Last year saw the CMA’s first review of a merger in child fostering services. These businesses place children with foster parents when a local authority cannot place a child using its own in-house service. The merger was cleared on the condition that services were divested in three regions.

Now, with two fostering services businesses (Core Assets and Partnerships in Children’s Services) reported as up for sale, sellers and potential buyers will no doubt be considering whether competition concerns are likely to arise again.

(This blog article was first published in September 2018. Aldwych Partners was subsequently appointed lead competition adviser and secured CMA clearance for our client for the merger of Core Assets Group with Partnerships in Children’s Services. More recent blogs that discuss children’s services include a competition risk assessment for children’s residential care homes (December 2019) and a discussion of the tension between CMA oversight of competition issues in the sector and wider stakeholder concerns (January 2020).)

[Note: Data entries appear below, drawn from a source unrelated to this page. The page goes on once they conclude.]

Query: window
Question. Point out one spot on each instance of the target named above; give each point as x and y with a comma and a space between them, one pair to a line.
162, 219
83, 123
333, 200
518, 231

The fostering services market has several features common to other health and care markets, where Aldwych Partners has worked extensively, but which are quite different to other markets that are typically reviewed by the CMA. This blog reviews these features, and also points to a further unusual feature identified by the CMA in the National Fostering Agency / Acorn Care and Education Group decision which may help secure clearance for upcoming fostering services transactions.

First, the CMA has found that private fostering services are a ‘spillover market’. Local authority demand for private services only arises when the in-house service that is operated by nearly all local authorities is unable place a child. That is, when the local authority wishes to use a private service, the in-house provider is no longer a viable alternative. As a result, the CMA has concluded that private providers compete with each other, but there is no significant competition between these private businesses and the in-house services operated by the local authorities. This type of purchasing behaviour is also seen in NHS mental health, and has similarly led the CMA to conclude that NHS and private providers of mental health services are not significant competitors for each other (see Acadia/Priory and Cygnet/Cambian).

Second, child fostering is a publicly-funded service, and local authorities are obliged to purchase services consistent with public procurement rules. To do this, local authorities, either individually or collectively, have set up framework contracts that private providers are admitted to (based on service quality and other factors). When local authorities wish to place an individual child using a private provider, they will start by approaching those providers on their framework, and perhaps turning to the ‘spot’ market of off-framework providers if no suitable provider can be found on the framework.

Framework contracts are quite common in other health and care services as well, but the significance of framework versus spot purchasing varies. In fostering services, it appears that framework-based purchasing is much more important than spot purchasing (given the focus of the NFA/Acorn decision on how providers compete to be admitted to frameworks). By contrast, NHS commissioners appear to purchase mental health services in the ‘spot’ market more frequently so as to secure the best possible deal. In care homes, the CMA has found that framework contracts play a very limited role in terms of influencing competition between suppliers as older persons, when choosing a publicly-funded care home placement, have a right of choice that is not constrained by local authorities’ pre-existing contracts with private providers.

Third, it might be reasonable to expect that local authorities would be able to exercise a significant degree of buyer power so as to ensure highly competitive prices (and other Ts&Cs) from private providers. However, as with NHS-funded health services, the CMA has not found that this is the case (or is sufficiently the case to clear a merger on its own). A review of foster care in England for the Department of Education published earlier this year is not particularly helpful for this argument describing many local authorities as “the weaker party in the fostering market, not the controllers of it”.

Finally, in NFA/Acorn, the CMA found – somewhat unusually – that one larger competitor would be more significant than two smaller competitors which, combined, were the same size. Fostering businesses were found to “condition its bid [for a framework placement] on how it expects its largest rivals to bid rather than on the expected bidding strategy of each of its numerous much smaller rivals”, and “the capacity of rival [fostering businesses] has a material impact on … bidding strategy”. This points to the possibility of the CMA accepting that there are competition enhancing efficiencies arising from mergers in this sector. That is, a merger between two competitors may actually increase, rather than reduce, competition as a result of increasing the pressure on larger players in the market.